Would you please tell a little us about yourself?
My approach to life and art is minimalist.The major influences on me and hence my work, were having had the great privilege of being mentored by Agnes Martin; spending 10 years in meditation practice culminating in a year in India, living closely with my teacher; and being introduced to Photoshop, initially in classes with John Paul Caponigro. I’ve always loved to photograph, but it was only through Photoshop that I began to feel a resonance with my experimental painter’s approach to making images.
The places I’ve lived have influenced me as well: from New Mexico, where inspiration seems to shower down on you, to my current long-term residence along the Gulf of Mexico in southwest Florida, with its constant presence of sun and water. Having been a painter all my life until just a few years ago, I am concerned with the actual finished print.
To me, an image is not complete until I can hold it in my hands. Often I will go back into my images after printing with pastels and colored pencils before I will call a piece finished.
How did you get started in photography?
I have a picture of myself in the park at 7 years old, and around my wrist was a Brownie camera. In my young adult years, my father gave me his Leica M3. I tried to teach myself darkroom technique while I was in the MFA program at Cornell, taking advantage of their facilities. I’d work all night long, then with reams of ruined paper, I’d stumble home in the dark. Being a painter, though, I was drawn back to the light-filled studio and the physical activity of painting. Years later, in an attempt to make my own portfolio on the computer, I taught myself a little Photoshop. I think it was PS3. I became fascinated and hooked on painting with the computer. At first it was photos of my paintings, but it gradually spread to the world of light.
Would you share with us one image(not your own)that has stayed with you over time?
The photographs by Kamil Vojnar that collages layers using different tonal range.
Which photographers’ and other artists’ work do you admire?
Agnes Martin was my mentor from 1972 until she passed away. She was an inspiration in my developing aesthetic and a revered taskmaster. Robert Rauschenberg, who was a friend here in SW Florida encouraged the constant experimentation with materials and photography. An exhibition at Verve Gallery in Santa Fe introduced me to Kamil Vojnar. The way he uses the printed image as collage material has been inspiring.
What has been your most memorable experience as far as your photographic work is concerned?
The other day, when I was feeling really down about the political situation and the state of the world, I went for a stroll with my camera around the Upper West Side of Manhattan. As I walked I began to notice the beauty in things like the pattern on the aged window air-conditioning-unit screens, and the way a shadow played up the stairs of a brownstone. The details of the gritty streets became beautiful to me and I felt uplifted, as if I’d found my eyes again. My eyes are, I realized, the direct channel to my soul.
Please tell us about the portfolio of work you submitted to our call.

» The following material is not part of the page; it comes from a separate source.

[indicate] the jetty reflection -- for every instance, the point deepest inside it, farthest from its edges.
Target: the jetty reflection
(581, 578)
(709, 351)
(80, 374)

I really don’t feel the need to go exploring in exotic places at this point in my life. I find my subject matter in the immediate surroundings, be it condensation on the window, reflections of the light on the pond behind my house, or the way street lights play across the ceiling of my home at night. My subject matter is simply light. The work in the recent series, “Ebb and Flow,” was inspired by light reflected off a stainless steel surface in my apartment at different times of day. This softly textured industrial surface reveals a calm, yet invigorating, light. Recently, I was gifted a flat file filled with Swiss-made antique lithography paper, that when printed on, as in the “Ebb and Flow” series, lends a soft painterly quality to the image.
What Image of yours would you say taught you an important lesson?
I can’t really say which particular image taught me an important lesson. With the first images I did of this series, “Ebb and Flow,” I recognized that I could shoot what is basically just a reflection of light and make art with it. It seems to bring full circle the process of painting with the computer.
What makes a good day for you creatively speaking?
My most creative days occur when I can wake up in the morning with nothing on the calendar, no deadlines or appointments. I need that feeling of calm to get fully absorbed. I love to work when it is raining. I feel a need to create something if I am to be content with myself at the end of the day. It’s wonderful to work all day and in the evening look at what I’ve produced, even if it’s still on the monitor, and feel pleased. Then I can sleep.
Do you have any favorite pieces of equipment that you find essential in the making of your work?
There is no doubt that my Epson 7800 is my puppy. But I also couldn’t do without my wonderful large-screen iMac. I just got a new mirrorless camera that I’m sure is wonderful, but we’ve yet to make friends.
What is on the horizon?
I’m really looking forward to participating in the Depth of Field 2018 exhibition.
I’m going to make friends with this new camera. I have a few series that are in different stages of development that I look forward to printing. I hope to begin printing large pieces that are more three-dimensional.
There will be an exhibit of both my paintings and photography at a client’s showrooms to celebrate my 75th birthday in the spring.